The event is a likely setting for Kundra to roll out the first phase of the government's cloud computing storefront, which will give agencies a central place to acquire simple collaboration and productivity tools. Kundra has been backing cloud computing as a way to cut government IT costs, by making inexpensive and easy-to-deploy computing services available via the Internet.
The model has proved popular in the commercial world, where Web sites such as Salesforce.com, Google and Yahoo are widely used for customer relationship management, e-mail, calendaring and collaboration.
Kundra is set to speak Tuesday morning at NASA's Ames Research Center in Moffett Field, California. "He will outline his vision for a new federal government cloud computing initiative," NASA said Thursday in a statement.
The US General Services Administration expects to offer Web-based applications as part of this cloud infrastructure, but it is also working on database and testing environments, as well as cloud-based computing and storage resources, according to a June 18 GSA presentation.

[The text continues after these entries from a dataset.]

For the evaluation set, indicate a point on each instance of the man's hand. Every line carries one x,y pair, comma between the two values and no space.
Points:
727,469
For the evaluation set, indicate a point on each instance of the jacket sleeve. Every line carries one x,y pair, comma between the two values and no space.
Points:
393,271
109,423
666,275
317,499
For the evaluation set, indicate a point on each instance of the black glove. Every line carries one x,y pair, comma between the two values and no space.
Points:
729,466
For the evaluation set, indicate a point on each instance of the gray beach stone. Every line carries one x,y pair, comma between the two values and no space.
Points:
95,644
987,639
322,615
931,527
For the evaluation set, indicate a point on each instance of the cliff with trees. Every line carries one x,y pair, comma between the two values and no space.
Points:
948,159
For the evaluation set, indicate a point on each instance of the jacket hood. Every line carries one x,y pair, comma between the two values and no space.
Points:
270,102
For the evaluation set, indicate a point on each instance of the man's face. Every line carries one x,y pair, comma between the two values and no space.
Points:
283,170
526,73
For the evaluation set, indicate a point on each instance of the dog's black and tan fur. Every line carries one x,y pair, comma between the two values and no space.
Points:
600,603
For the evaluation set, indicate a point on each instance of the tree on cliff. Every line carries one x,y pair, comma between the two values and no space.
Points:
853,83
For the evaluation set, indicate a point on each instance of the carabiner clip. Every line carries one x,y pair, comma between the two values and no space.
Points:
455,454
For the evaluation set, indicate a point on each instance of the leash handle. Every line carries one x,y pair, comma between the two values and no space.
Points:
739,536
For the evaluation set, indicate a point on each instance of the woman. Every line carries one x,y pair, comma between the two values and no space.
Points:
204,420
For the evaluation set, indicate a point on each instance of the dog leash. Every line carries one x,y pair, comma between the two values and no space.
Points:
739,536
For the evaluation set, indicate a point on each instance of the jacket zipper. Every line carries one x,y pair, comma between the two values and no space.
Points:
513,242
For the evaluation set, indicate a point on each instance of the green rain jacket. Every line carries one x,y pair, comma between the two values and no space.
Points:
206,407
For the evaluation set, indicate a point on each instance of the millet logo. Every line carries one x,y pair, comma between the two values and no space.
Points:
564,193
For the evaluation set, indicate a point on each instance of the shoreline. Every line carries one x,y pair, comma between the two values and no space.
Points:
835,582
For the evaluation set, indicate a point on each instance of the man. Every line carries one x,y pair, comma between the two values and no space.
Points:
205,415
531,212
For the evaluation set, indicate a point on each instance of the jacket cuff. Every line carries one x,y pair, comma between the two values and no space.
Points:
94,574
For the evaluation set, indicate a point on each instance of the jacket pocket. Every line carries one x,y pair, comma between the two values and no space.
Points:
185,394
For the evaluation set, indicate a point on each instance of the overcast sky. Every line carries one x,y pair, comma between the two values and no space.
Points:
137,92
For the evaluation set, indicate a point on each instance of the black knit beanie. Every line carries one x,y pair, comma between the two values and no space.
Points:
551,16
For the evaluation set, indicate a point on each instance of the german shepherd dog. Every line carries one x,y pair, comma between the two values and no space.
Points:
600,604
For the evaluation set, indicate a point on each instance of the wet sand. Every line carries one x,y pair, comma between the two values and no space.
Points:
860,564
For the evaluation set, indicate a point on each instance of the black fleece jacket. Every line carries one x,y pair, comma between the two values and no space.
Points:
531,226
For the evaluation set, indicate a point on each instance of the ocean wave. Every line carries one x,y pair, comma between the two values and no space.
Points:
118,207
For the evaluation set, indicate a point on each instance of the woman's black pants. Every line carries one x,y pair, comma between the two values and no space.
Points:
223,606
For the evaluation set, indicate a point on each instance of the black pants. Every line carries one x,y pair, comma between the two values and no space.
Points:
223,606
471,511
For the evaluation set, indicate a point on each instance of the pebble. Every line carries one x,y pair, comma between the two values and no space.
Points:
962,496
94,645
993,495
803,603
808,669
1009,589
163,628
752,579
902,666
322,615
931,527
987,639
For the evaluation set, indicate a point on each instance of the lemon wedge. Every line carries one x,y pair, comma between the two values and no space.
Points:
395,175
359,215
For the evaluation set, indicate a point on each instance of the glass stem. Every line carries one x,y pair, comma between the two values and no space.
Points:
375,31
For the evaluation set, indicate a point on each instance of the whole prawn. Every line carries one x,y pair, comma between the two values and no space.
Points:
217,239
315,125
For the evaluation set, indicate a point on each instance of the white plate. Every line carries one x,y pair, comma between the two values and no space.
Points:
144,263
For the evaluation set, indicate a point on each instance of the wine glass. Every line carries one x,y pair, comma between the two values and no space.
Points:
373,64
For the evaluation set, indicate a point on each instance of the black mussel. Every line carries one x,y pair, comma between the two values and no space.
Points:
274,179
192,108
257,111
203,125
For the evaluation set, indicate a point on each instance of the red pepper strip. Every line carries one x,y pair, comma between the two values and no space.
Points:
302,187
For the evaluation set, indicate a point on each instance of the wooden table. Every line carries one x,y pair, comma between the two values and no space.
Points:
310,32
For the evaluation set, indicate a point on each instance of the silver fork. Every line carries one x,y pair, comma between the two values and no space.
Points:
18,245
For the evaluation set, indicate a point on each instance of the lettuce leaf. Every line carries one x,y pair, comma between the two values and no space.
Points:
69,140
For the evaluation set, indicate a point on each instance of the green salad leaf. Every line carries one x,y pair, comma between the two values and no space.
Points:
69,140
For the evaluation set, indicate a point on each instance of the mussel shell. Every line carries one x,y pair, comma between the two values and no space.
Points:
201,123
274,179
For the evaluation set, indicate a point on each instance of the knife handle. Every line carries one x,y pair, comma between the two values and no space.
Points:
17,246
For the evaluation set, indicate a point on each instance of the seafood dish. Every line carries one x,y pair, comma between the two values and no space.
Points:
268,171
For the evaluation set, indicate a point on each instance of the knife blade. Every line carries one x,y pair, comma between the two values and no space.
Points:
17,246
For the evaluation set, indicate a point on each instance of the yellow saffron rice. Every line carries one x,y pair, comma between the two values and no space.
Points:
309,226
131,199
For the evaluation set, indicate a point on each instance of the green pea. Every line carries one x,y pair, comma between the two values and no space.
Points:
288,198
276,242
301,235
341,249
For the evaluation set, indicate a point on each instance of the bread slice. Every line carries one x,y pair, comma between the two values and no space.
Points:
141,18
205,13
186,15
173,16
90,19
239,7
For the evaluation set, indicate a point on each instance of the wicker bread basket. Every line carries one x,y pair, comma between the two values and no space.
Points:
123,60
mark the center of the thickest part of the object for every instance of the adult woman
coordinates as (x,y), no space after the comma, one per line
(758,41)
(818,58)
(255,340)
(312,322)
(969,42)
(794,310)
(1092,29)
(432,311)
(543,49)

The initial phase of the cloud storefront, based on public cloud-computing resources, is not expected to be used for sensitive applications, but by next year the government would like to offer cloud-based services that are hosted in private data centers and which could be used to handle more sensitive data.
How data from different government agencies can be secured when it is hosted on the same servers is the biggest stumbling block to this cloud computing plan, according to Alan Paller, director of research for the SANS Institute.
"I don't think there's anything to delay massive adoption by the federal government, except security," he said. "The feds have always outsourced everything. What you're talking about is outsourcing at lower cost and at higher capacity. Tell me why that's a bad idea?"